Bundesgerichtshof
Urt. v. 23.04.1974, Az.: 5 StR 41/74
Entscheidung eines Richters nach pflichtgemäßem Ermessen über die Wiederholung einer bereits durchgeführten Beweisaufnahme; Gründe für die Wiederholung einer bereits durchgeführten Beweisaufnahme; Ansehen einer Beweisbehauptung als unerheblich; Freies Ermessen eines Tatrichters hinsichtlich der Vernehmung eines weiteren Sachverständigen; Unterlassen von vorgeschriebenen Schlussanträgen durch einen Staatsanwalt
Bibliographie
- Gericht
- BGH
- Datum
- 23.04.1974
- Aktenzeichen
- 5 StR 41/74
- Entscheidungsform
- Urteil
- Referenz
- WKRS 1974, 12242
- Entscheidungsname
- [keine Angabe]
- ECLI
- [keine Angabe]
Verfahrensgang
- vorgehend
- LG Oldenburg - 14.03.1973
Rechtsgrundlagen
Verfahrensgegenstand
Entführung gegen den Willen der Entführten
Der 5. Strafsenat des Bundesgerichtshofs hat
in der Sitzung vom 23. April 1974,
an der teilgenommen haben:
Vorsitzender Richter am Bundesgerichtshof Prof. Dr. Sarstedt,
die Richter am Bundesgerichtshof Siemer, Herrmann, Schuster, Dr. Fuhrmann als beisitzende
Richter,
Oberstaatsanwalt beim Bundesgerichtshof ... als Vertreter der Bundesanwaltschaft,
Justizangestellte ... als Urkundsbeamtin der Geschäftsstelle,
für Recht erkannt:
Tenor:
- 1.
Die Revision des Angeklagten K. gegen das Urteil des Landgerichts in Oldenburg vom 14. März 1973 wird verworfen.

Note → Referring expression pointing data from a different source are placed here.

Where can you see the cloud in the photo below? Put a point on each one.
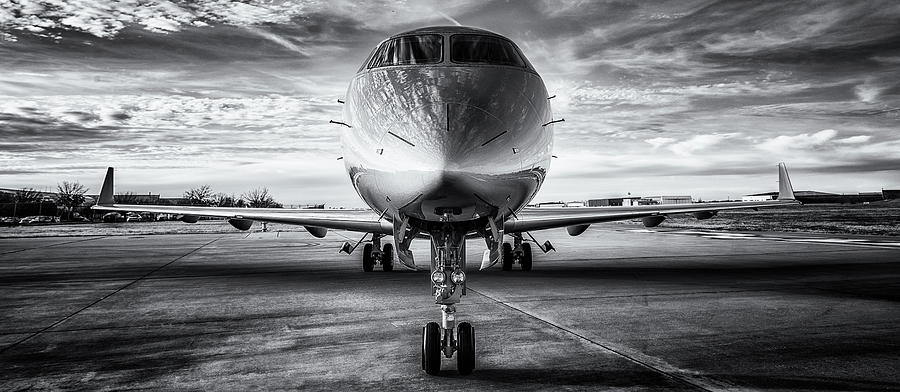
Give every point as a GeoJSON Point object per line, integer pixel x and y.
{"type": "Point", "coordinates": [699, 142]}
{"type": "Point", "coordinates": [854, 139]}
{"type": "Point", "coordinates": [658, 142]}
{"type": "Point", "coordinates": [783, 143]}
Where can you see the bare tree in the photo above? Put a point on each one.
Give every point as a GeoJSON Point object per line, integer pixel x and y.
{"type": "Point", "coordinates": [201, 195]}
{"type": "Point", "coordinates": [224, 200]}
{"type": "Point", "coordinates": [260, 198]}
{"type": "Point", "coordinates": [29, 195]}
{"type": "Point", "coordinates": [70, 195]}
{"type": "Point", "coordinates": [126, 198]}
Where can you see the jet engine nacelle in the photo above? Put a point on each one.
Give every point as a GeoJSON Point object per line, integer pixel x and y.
{"type": "Point", "coordinates": [241, 224]}
{"type": "Point", "coordinates": [704, 214]}
{"type": "Point", "coordinates": [653, 221]}
{"type": "Point", "coordinates": [576, 230]}
{"type": "Point", "coordinates": [318, 232]}
{"type": "Point", "coordinates": [190, 218]}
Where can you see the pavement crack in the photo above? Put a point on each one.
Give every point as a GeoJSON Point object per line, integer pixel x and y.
{"type": "Point", "coordinates": [114, 292]}
{"type": "Point", "coordinates": [656, 365]}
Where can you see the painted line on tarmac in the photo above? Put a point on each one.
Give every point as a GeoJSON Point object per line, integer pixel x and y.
{"type": "Point", "coordinates": [114, 292]}
{"type": "Point", "coordinates": [718, 235]}
{"type": "Point", "coordinates": [52, 245]}
{"type": "Point", "coordinates": [688, 378]}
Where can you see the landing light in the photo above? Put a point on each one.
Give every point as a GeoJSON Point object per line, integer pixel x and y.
{"type": "Point", "coordinates": [458, 277]}
{"type": "Point", "coordinates": [438, 277]}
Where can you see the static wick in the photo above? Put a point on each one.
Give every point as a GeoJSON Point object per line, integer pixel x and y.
{"type": "Point", "coordinates": [553, 122]}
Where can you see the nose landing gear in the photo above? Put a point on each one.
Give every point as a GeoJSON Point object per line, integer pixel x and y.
{"type": "Point", "coordinates": [448, 285]}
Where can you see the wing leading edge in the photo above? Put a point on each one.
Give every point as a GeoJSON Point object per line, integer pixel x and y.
{"type": "Point", "coordinates": [577, 219]}
{"type": "Point", "coordinates": [352, 220]}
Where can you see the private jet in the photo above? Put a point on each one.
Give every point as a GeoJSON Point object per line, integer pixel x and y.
{"type": "Point", "coordinates": [447, 134]}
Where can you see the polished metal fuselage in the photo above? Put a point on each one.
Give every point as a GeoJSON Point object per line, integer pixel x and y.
{"type": "Point", "coordinates": [447, 141]}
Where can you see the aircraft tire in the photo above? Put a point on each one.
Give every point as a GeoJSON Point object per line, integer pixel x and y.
{"type": "Point", "coordinates": [387, 258]}
{"type": "Point", "coordinates": [431, 348]}
{"type": "Point", "coordinates": [526, 257]}
{"type": "Point", "coordinates": [465, 354]}
{"type": "Point", "coordinates": [507, 256]}
{"type": "Point", "coordinates": [368, 260]}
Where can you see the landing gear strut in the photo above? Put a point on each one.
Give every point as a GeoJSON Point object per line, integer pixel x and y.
{"type": "Point", "coordinates": [448, 281]}
{"type": "Point", "coordinates": [373, 253]}
{"type": "Point", "coordinates": [519, 251]}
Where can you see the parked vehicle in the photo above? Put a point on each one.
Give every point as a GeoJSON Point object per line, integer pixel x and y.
{"type": "Point", "coordinates": [9, 221]}
{"type": "Point", "coordinates": [113, 217]}
{"type": "Point", "coordinates": [38, 219]}
{"type": "Point", "coordinates": [76, 217]}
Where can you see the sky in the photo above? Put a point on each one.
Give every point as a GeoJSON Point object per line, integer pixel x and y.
{"type": "Point", "coordinates": [698, 98]}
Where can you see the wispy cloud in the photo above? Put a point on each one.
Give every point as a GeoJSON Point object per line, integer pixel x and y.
{"type": "Point", "coordinates": [675, 91]}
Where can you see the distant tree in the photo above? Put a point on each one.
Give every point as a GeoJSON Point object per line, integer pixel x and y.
{"type": "Point", "coordinates": [70, 195]}
{"type": "Point", "coordinates": [260, 198]}
{"type": "Point", "coordinates": [29, 195]}
{"type": "Point", "coordinates": [201, 195]}
{"type": "Point", "coordinates": [224, 200]}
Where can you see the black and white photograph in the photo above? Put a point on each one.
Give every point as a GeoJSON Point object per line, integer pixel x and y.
{"type": "Point", "coordinates": [423, 195]}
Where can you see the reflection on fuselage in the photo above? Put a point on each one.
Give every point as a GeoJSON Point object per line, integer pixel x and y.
{"type": "Point", "coordinates": [431, 138]}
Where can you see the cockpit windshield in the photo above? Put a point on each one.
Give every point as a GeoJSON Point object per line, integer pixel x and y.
{"type": "Point", "coordinates": [483, 49]}
{"type": "Point", "coordinates": [414, 49]}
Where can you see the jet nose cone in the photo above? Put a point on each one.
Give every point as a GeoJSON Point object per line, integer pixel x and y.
{"type": "Point", "coordinates": [447, 136]}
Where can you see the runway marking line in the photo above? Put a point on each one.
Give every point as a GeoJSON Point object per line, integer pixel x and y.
{"type": "Point", "coordinates": [858, 242]}
{"type": "Point", "coordinates": [114, 292]}
{"type": "Point", "coordinates": [654, 364]}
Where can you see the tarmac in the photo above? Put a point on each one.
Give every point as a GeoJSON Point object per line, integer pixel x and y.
{"type": "Point", "coordinates": [619, 307]}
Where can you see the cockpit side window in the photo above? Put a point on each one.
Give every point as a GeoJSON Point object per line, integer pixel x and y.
{"type": "Point", "coordinates": [414, 49]}
{"type": "Point", "coordinates": [483, 49]}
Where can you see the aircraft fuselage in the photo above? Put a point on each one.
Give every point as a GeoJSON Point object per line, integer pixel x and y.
{"type": "Point", "coordinates": [447, 140]}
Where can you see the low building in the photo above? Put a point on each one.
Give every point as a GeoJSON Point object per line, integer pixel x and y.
{"type": "Point", "coordinates": [667, 200]}
{"type": "Point", "coordinates": [816, 197]}
{"type": "Point", "coordinates": [761, 196]}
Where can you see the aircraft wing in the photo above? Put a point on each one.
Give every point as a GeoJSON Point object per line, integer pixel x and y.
{"type": "Point", "coordinates": [315, 221]}
{"type": "Point", "coordinates": [577, 220]}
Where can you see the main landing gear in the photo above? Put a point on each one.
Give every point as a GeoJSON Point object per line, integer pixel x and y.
{"type": "Point", "coordinates": [517, 252]}
{"type": "Point", "coordinates": [448, 249]}
{"type": "Point", "coordinates": [374, 253]}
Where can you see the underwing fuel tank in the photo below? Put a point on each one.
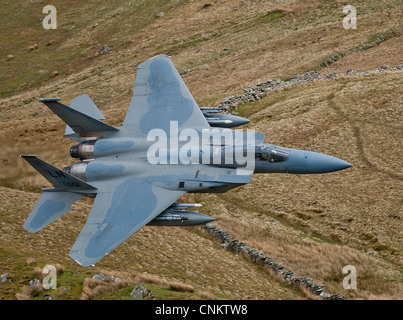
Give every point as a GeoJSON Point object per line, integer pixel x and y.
{"type": "Point", "coordinates": [177, 216]}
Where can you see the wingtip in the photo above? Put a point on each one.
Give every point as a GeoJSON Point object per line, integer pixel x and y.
{"type": "Point", "coordinates": [29, 156]}
{"type": "Point", "coordinates": [43, 100]}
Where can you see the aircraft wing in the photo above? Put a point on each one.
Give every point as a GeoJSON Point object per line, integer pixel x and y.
{"type": "Point", "coordinates": [116, 215]}
{"type": "Point", "coordinates": [161, 96]}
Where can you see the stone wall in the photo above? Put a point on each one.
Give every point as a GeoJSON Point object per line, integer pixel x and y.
{"type": "Point", "coordinates": [267, 262]}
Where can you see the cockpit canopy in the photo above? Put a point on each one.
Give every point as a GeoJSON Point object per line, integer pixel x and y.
{"type": "Point", "coordinates": [272, 153]}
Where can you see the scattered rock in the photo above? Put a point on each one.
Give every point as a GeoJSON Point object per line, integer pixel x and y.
{"type": "Point", "coordinates": [184, 72]}
{"type": "Point", "coordinates": [140, 292]}
{"type": "Point", "coordinates": [3, 277]}
{"type": "Point", "coordinates": [105, 49]}
{"type": "Point", "coordinates": [34, 283]}
{"type": "Point", "coordinates": [261, 259]}
{"type": "Point", "coordinates": [105, 277]}
{"type": "Point", "coordinates": [263, 88]}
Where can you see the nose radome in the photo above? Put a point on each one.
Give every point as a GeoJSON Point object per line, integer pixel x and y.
{"type": "Point", "coordinates": [322, 163]}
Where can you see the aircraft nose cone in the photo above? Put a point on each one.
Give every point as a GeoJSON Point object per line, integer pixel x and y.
{"type": "Point", "coordinates": [322, 163]}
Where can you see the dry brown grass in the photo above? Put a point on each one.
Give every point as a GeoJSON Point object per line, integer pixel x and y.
{"type": "Point", "coordinates": [326, 221]}
{"type": "Point", "coordinates": [93, 288]}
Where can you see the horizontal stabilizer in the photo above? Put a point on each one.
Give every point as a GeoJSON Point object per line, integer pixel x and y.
{"type": "Point", "coordinates": [50, 206]}
{"type": "Point", "coordinates": [84, 104]}
{"type": "Point", "coordinates": [78, 121]}
{"type": "Point", "coordinates": [58, 178]}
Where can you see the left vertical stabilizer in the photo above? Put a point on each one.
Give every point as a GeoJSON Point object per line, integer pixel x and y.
{"type": "Point", "coordinates": [50, 206]}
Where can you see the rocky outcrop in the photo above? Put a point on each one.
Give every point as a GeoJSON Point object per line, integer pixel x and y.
{"type": "Point", "coordinates": [264, 261]}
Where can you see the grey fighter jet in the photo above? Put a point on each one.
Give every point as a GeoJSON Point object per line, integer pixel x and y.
{"type": "Point", "coordinates": [164, 149]}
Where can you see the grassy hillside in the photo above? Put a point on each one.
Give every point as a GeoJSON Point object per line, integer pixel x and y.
{"type": "Point", "coordinates": [313, 225]}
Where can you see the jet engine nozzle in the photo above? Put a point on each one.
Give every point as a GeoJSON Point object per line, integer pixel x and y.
{"type": "Point", "coordinates": [84, 150]}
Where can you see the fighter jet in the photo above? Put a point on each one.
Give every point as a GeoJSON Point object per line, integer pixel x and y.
{"type": "Point", "coordinates": [165, 148]}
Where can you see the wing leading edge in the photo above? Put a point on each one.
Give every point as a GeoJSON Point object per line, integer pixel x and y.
{"type": "Point", "coordinates": [118, 214]}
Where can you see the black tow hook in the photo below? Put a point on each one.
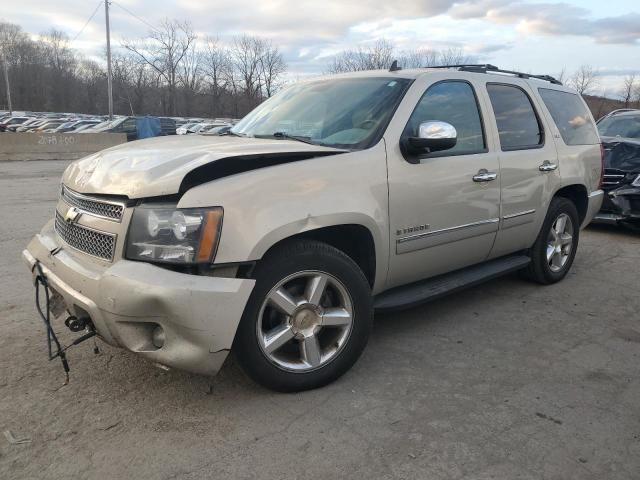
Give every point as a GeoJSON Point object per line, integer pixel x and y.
{"type": "Point", "coordinates": [75, 324]}
{"type": "Point", "coordinates": [55, 349]}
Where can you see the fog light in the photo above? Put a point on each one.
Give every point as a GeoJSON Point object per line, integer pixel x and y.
{"type": "Point", "coordinates": [158, 337]}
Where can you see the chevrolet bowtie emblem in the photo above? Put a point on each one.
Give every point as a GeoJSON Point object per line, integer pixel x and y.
{"type": "Point", "coordinates": [72, 215]}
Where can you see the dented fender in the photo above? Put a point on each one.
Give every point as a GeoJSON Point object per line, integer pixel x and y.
{"type": "Point", "coordinates": [350, 188]}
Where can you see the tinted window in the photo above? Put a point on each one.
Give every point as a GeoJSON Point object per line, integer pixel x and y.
{"type": "Point", "coordinates": [627, 126]}
{"type": "Point", "coordinates": [518, 124]}
{"type": "Point", "coordinates": [455, 103]}
{"type": "Point", "coordinates": [571, 116]}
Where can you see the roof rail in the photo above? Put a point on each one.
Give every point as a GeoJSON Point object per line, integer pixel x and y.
{"type": "Point", "coordinates": [488, 68]}
{"type": "Point", "coordinates": [620, 110]}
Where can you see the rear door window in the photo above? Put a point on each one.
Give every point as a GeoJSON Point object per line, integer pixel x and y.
{"type": "Point", "coordinates": [518, 125]}
{"type": "Point", "coordinates": [571, 116]}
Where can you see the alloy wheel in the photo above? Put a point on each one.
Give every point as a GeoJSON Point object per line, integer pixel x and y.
{"type": "Point", "coordinates": [560, 243]}
{"type": "Point", "coordinates": [305, 321]}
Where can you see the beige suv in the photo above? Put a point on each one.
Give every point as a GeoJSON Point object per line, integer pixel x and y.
{"type": "Point", "coordinates": [336, 197]}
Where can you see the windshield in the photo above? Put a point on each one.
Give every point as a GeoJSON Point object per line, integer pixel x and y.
{"type": "Point", "coordinates": [344, 113]}
{"type": "Point", "coordinates": [627, 126]}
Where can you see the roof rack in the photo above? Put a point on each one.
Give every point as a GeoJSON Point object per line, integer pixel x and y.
{"type": "Point", "coordinates": [488, 68]}
{"type": "Point", "coordinates": [620, 110]}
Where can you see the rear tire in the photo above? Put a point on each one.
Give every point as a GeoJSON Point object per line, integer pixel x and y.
{"type": "Point", "coordinates": [307, 320]}
{"type": "Point", "coordinates": [555, 248]}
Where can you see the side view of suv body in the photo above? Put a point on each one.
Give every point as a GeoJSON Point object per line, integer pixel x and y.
{"type": "Point", "coordinates": [279, 238]}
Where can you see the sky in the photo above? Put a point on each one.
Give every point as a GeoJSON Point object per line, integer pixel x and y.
{"type": "Point", "coordinates": [541, 37]}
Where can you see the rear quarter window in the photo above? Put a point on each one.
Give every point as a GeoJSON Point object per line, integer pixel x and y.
{"type": "Point", "coordinates": [571, 116]}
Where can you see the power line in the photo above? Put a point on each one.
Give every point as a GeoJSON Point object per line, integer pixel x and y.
{"type": "Point", "coordinates": [136, 17]}
{"type": "Point", "coordinates": [87, 23]}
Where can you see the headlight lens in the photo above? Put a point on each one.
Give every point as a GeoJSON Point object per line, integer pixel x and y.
{"type": "Point", "coordinates": [166, 234]}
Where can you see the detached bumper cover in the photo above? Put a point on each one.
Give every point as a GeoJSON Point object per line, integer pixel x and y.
{"type": "Point", "coordinates": [594, 204]}
{"type": "Point", "coordinates": [127, 300]}
{"type": "Point", "coordinates": [620, 205]}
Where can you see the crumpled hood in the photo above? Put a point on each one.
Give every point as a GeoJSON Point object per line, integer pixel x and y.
{"type": "Point", "coordinates": [157, 166]}
{"type": "Point", "coordinates": [622, 154]}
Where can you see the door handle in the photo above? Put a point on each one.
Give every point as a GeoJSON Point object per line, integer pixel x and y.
{"type": "Point", "coordinates": [547, 166]}
{"type": "Point", "coordinates": [484, 176]}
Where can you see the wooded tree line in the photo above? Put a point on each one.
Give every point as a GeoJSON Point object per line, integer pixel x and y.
{"type": "Point", "coordinates": [171, 71]}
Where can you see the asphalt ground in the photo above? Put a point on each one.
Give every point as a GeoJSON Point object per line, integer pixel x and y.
{"type": "Point", "coordinates": [508, 380]}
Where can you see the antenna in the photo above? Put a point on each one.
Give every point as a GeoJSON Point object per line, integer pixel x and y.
{"type": "Point", "coordinates": [109, 78]}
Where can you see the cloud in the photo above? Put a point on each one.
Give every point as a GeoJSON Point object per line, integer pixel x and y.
{"type": "Point", "coordinates": [552, 19]}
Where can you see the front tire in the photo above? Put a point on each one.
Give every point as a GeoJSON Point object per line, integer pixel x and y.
{"type": "Point", "coordinates": [307, 320]}
{"type": "Point", "coordinates": [555, 248]}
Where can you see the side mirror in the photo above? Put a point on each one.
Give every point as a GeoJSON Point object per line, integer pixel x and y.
{"type": "Point", "coordinates": [432, 136]}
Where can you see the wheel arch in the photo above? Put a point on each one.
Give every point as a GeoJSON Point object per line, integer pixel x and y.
{"type": "Point", "coordinates": [578, 194]}
{"type": "Point", "coordinates": [353, 239]}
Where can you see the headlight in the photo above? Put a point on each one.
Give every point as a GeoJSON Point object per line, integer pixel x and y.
{"type": "Point", "coordinates": [166, 234]}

Dieser Beschwerdeführer hat die Kosten seines Rechtsmittels zu tragen.
- 2.
Auf die Revision der Staatsanwaltschaft wird das Urteil mit den Feststellungen aufgehoben, soweit es den Angeklagten K. betrifft.
Die Sache wird in diesem Umfang an die Jugendkammer des Landgerichts in Hannover zurückverwiesen, die auch über die Kosten der Revision zu entscheiden hat.
Gründe
Das Landgericht hat den Angeklagten K. wegen Entführung gegen den Willen der Entführten (§ 237 StGB) zu einem Jahr Freiheitsstrafe verurteilt. Dagegen wenden sich die Revisionen des Angeklagten und der Staatsanwaltschaft.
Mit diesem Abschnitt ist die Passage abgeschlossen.